Neben dem in der Unterhaltungselektronik ganz allgemein vorherrschenden Trend zur Digitalisierung sprechen durchaus handfeste Gründe für den Umstieg von Analog auf Digital: Zum einen ist der analoge TV-Empfang nur selten unter Idealbedingungen realisierbar. Während auf der einen Seite Hindernisse zwischen Sender und Empfänger häufig keinen ordentlichen Empfang ermöglichen, sorgen selbst bei freier Sicht gerade im Sommer Überreichweiten anderer Sender für Interferenzen. Sofern man nicht in einem Grenzgebiet wohnt, wird man außerdem via Antenne meist mit gerade einmal drei Programmen vorlieb nehmen müssen, was neben der Frequenzknappheit auch mit den hohen Kosten zu tun hat, die die privaten TV-Sender zunehmend nicht mehr bereit sind, zu zahlen. Denn diese haben im Gegensatz zu ARD und ZDF keinen Auftrag zur Grundversorgung, der mit aus Gebührengeldern finanzierten kilowattstarken Sendern erfüllt werden kann, sondern möchten natürlich in erster Linie Gewinne erwirtschaften. Da die Kosten für die terrestrische Ausstrahlung pro Zuschauer weitaus höher liegen als via Satellit, wo mit einem einzigen Transponder ganz Europa abgedeckt werden kann, ziehen sich die Privatsender zunehmend aus der terrestrischen Übertragung zurück. Denn der Ende der achtziger Jahre vor allem durch das ASTRA-System ausgelöste Boom des Satelliten-TV hat den normalen Antennenempfang inzwischen nahezu bedeutungslos werden lassen. 

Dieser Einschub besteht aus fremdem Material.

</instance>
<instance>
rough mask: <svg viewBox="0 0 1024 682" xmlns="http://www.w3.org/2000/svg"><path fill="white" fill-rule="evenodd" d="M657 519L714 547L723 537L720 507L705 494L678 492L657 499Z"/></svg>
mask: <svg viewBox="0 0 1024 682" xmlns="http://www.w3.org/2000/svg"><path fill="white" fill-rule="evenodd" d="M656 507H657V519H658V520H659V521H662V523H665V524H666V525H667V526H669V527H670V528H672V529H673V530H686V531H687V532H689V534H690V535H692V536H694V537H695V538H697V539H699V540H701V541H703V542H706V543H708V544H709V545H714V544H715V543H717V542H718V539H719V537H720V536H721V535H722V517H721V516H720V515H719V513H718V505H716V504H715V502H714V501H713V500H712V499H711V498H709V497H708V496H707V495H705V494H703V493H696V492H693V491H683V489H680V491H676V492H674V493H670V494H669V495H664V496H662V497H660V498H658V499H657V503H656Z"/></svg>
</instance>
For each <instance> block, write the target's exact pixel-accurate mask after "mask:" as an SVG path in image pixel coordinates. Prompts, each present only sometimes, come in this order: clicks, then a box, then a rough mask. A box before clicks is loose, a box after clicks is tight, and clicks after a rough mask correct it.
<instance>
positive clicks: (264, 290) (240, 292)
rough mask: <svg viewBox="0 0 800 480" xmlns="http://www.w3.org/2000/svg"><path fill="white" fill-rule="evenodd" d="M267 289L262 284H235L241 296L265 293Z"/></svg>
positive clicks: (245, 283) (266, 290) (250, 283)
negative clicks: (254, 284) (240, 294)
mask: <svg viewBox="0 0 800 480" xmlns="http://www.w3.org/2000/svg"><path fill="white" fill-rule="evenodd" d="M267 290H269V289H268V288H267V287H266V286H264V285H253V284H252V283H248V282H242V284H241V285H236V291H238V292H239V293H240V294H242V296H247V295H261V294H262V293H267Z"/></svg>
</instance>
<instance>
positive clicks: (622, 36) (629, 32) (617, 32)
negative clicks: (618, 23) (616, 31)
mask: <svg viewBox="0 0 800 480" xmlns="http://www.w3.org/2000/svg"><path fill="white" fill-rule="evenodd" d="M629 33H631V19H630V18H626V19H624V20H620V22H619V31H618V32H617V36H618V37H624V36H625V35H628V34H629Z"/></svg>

Mit dem terrestrischen Digitalfernsehen DVB-T ändern sich die Voraussetzungen: DVB steht hierbei für "Digital Video Broadcasting" und das T für "terrestrial", also die Ausstrahlung über erdgebundene Sendestationen. Die DVB-Technik ist nicht ganz neu, denn sie ist bereits der Standard für Digital-TV über Kabel und Satellit. Die Video und Audio-Signale werden nach dem auch bei der DVD eingesetzten MPEG2-Standard komprimiert. Dadurch reduziert sich die erforderliche Datenmenge und es lassen sich anstelle nur eines analogen TV-Programms auf einem Kanal mehrere digitale Programme ausstrahlen. Hierbei wird auch nicht mehr jedes Programm auf einer eigenen Frequenz ausgestrahlt, sondern mehrere Programme digital komprimiert und über ein "Playout-Center" in einem Multiplex-Bitstream ausgestrahlt. Die nutzbare Datenrate pro TV-Kanal liegt hier abzüglich mitgesendeter Fehlerkorrekturdaten in der Regel bei 14.75 Mbps. Der DVB-Empfänger zieht sich dann aus dem Multiplex-Signal die Informationen über die im Signal enthaltenen Programme und sucht sich das gewünschte wieder heraus, um dieses zu decodieren. In der bisherigen Übertragungspraxis sieht es so aus, dass pro Kanal meist vier Programme übertragen werden. Es können aber nicht nur Videodaten, sondern auch reine Audiosignale und Datendienste übertragen werden.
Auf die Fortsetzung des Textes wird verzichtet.